Neglected Diseases – FDA Review Vouchers – a new source of revenue

Posted on January 26, 2009 by admin| 3 Comments

In September 2008 the FDA launched a new federal programme designed to increase the amount of work being undertaken in certain neglected tropical infectious diseases. (implemented by the FDA amendments act of 2007). This programme will award a sponsor of a drug for a tropical disease a voucher entitling the company an expedited review for any other drug application. The expedited review can reduce the time for a review from 18 to 6 months saving upwards of a year, which can add extra time on market giving some additional $300million plus in additional sales.

Whilst most small companies developing drugs in Tropical Diseases would be unlikely be in a position to take full advantage of these vouchers and access there full potential value, the regulations allows the original sponsor company to sell this voucher to another company. This is the real trick to these regulations. This voucher represents a significant asset, to be exploited and can be a critical element of your licensing negotiations with larger companies once you have developed your product, and these neglected tropical diseases are likely to be considered orphan in the USA so reduced development programmes and speedier registration are likley ot be obtainable.

On its own its impact is interesting but when combined with other regulatory pathways it can be a powerful way of building value quickly into your product, fast tracking you to approval, generating an valuable asset and getting your technology ready for a mainstream registration via a licensing deal with a larger pharmaceutical company.

We have looked at these regulatory strategies as part of our work as drug development consultants. If you want to know more don’t hesitate to get in touch using the contact form or email Damien at damien.bove@idaconsultants.com

Damien Bové works as a drug development consultant (pharmaceutical or biotechnology), we work with our clients to define a development target, define a development strategy, define a regulatory strategy or define a commercial strategy. Our clients are generally raising funds or looking to license out their technology and we help them achieve it. If you want to know more don’t hesitate to get in touch

→ 3 Comments

Posted in regulatory

Tagged , ,

Data Exclusivity Extends Market Protection to 11 years without a patent being required

Posted on January 19, 2009 by admin| 1 Comment

Data exclusivity is an important tool in the area of pharmaceuticals and biological therapies, when you successfully apply for a product license in many European countries. This period of data exclusivity was originally implemented to cover areas where patent protection was limited.

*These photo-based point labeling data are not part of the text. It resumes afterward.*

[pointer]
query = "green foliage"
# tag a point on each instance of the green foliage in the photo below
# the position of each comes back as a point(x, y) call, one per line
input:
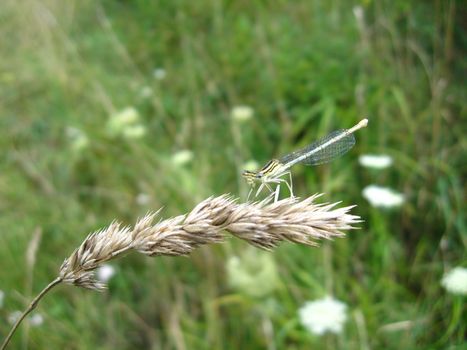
point(306, 67)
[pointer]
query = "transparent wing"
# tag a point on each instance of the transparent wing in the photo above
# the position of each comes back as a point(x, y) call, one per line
point(325, 154)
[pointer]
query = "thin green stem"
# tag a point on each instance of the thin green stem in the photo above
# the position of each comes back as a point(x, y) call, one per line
point(31, 307)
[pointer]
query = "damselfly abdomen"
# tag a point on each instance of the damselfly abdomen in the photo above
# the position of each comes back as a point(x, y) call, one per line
point(322, 151)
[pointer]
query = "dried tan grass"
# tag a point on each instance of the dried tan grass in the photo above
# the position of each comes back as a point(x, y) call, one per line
point(262, 224)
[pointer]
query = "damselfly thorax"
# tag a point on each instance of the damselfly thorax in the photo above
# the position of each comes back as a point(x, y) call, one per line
point(322, 151)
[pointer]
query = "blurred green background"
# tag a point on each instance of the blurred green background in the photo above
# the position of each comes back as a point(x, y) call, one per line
point(109, 109)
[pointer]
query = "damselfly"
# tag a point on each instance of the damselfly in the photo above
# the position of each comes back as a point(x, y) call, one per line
point(322, 151)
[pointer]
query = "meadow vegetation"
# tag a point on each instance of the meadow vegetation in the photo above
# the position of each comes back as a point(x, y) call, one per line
point(110, 109)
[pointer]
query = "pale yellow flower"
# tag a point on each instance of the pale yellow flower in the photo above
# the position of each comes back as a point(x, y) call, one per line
point(455, 281)
point(323, 315)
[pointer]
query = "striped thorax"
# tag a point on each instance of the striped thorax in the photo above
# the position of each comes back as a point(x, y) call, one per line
point(269, 170)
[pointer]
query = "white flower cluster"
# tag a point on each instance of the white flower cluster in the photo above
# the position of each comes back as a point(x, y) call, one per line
point(378, 196)
point(105, 273)
point(241, 114)
point(323, 315)
point(382, 196)
point(375, 161)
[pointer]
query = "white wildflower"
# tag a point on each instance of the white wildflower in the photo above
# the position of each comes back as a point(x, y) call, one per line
point(382, 197)
point(323, 315)
point(78, 138)
point(105, 273)
point(182, 157)
point(143, 199)
point(253, 273)
point(455, 281)
point(14, 316)
point(145, 92)
point(2, 297)
point(375, 161)
point(36, 320)
point(159, 73)
point(241, 113)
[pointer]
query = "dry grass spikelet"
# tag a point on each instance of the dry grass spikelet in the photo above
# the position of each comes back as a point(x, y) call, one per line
point(262, 224)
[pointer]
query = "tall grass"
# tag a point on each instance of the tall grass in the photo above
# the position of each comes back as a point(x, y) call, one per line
point(306, 67)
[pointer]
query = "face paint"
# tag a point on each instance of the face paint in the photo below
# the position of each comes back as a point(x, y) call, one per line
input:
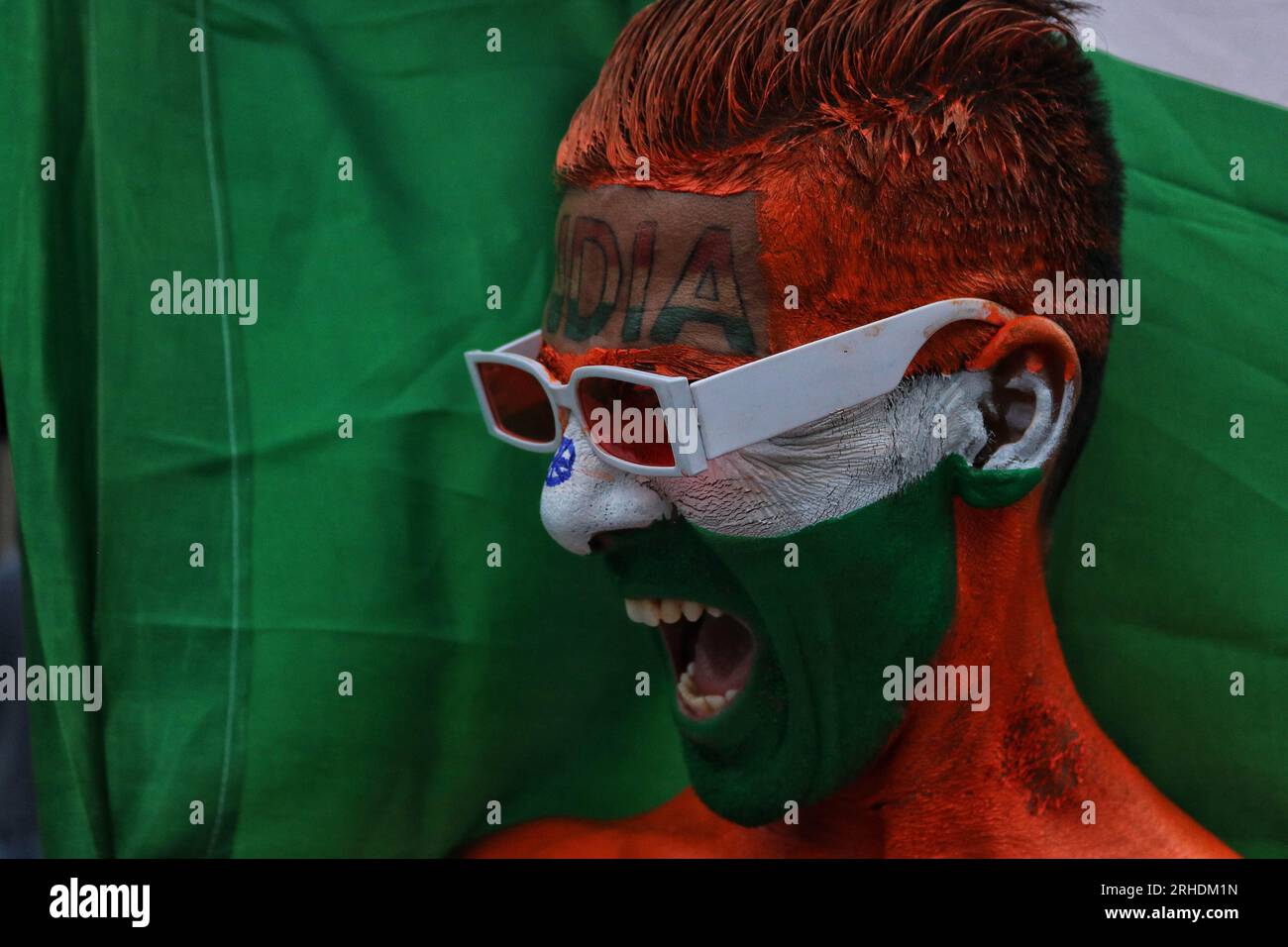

When a generic application is made for an existing drug, the pre-clinical and clinical work is not repeated instead the generic applicant references the existing products regulatory filing which the authorities hold. Data exclusivity means that for the period the regulatory authorities will not allow your data to be used for generic applications. This does not guarantee market exclusivity but it does increase the work load and expense required from a generic manufacture who is seeking to launch a product. Data exclusivity last for 8 years in the majority of European countries, then there is an additional 2 years of market exclusivity after this point, during which generic applications can be filed and considered but no licenses will be awarded until the period ends this allows a 10 year market exclusivity. Another important note is that if a new indication is filed in the first 8 years an additional year of data exclusivity can be added on brining total protection up to 11 years. This extra year can also be applied if the product successfully switches from Prescription only to Over the Counter.

This can be a great tool if your seeking a new indication for an existing generic drug, or if your development has taken a long time which has resulted in only a short time left on your patent when you complete your licensing applications.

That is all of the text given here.